Subversion of macrophage autophagy and inflammatory pathways by Coxiella burnetii

Abstract

Abstract Coxiella burnetii is the causative agent of human Q fever, a debilitating flu like illness that can progress to chronic disease presenting as endocarditis. After inhalation, C. burnetii is phagocytosed by alveolar macrophages and generates a lysosome-like replication niche known as the parasitophorous vacuole (PV). A type IV secretion system (T4SS) is required for generation of the PV and is one of the pathogen’s few known virulence factors. We previously showed that C. burnetii actively recruits autophagosomes to the PV using the T4SS, but does not alter macroautophagy. Interestingly, the cargo receptor p62 localizes to the PV in a T4SS-dependent manner and co-localizes with LC3. p62 and LC3 interact to select cargo for autophagy-mediated degradation, resulting in p62 degradation and LC3 recycling. In C. burnetii-infected macrophages, p62 is not degraded when cells are starved. We hypothesized that stabilization of p62 was due to activation of the NRF2-KEAP1 pathway, a cytoprotective response to oxidative stress and xenobiotics.
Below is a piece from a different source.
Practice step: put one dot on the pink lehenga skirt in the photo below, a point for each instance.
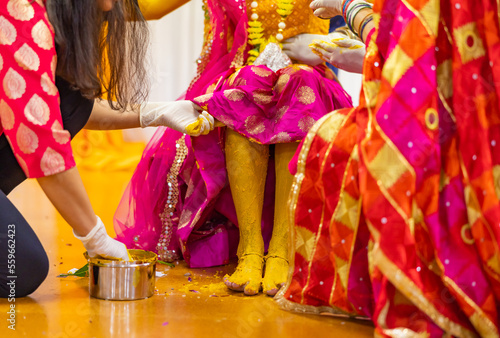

Indeed, the NRF2-KEAP1 pathway was activated during infection as evidenced by translocation of NRF2 to the nucleus. A downstream target of the NRF2-KEAP1 pathway is NF-kB, and the role of this inflammatory signaling cascade in C. burnetii pathogenesis is unclear. However, previous studies showed differences in inflammasome activation when macrophages were infected with avirulent or virulent C. burnetii isolates. Therefore, we assessed NF-kB activation in alveolar macrophages infected by avirulent or virulent C. burnetii. Collectively, our studies highlight important host cell signaling pathways exploited by C. burnetii and differences in the innate immune response to differing pathotypes.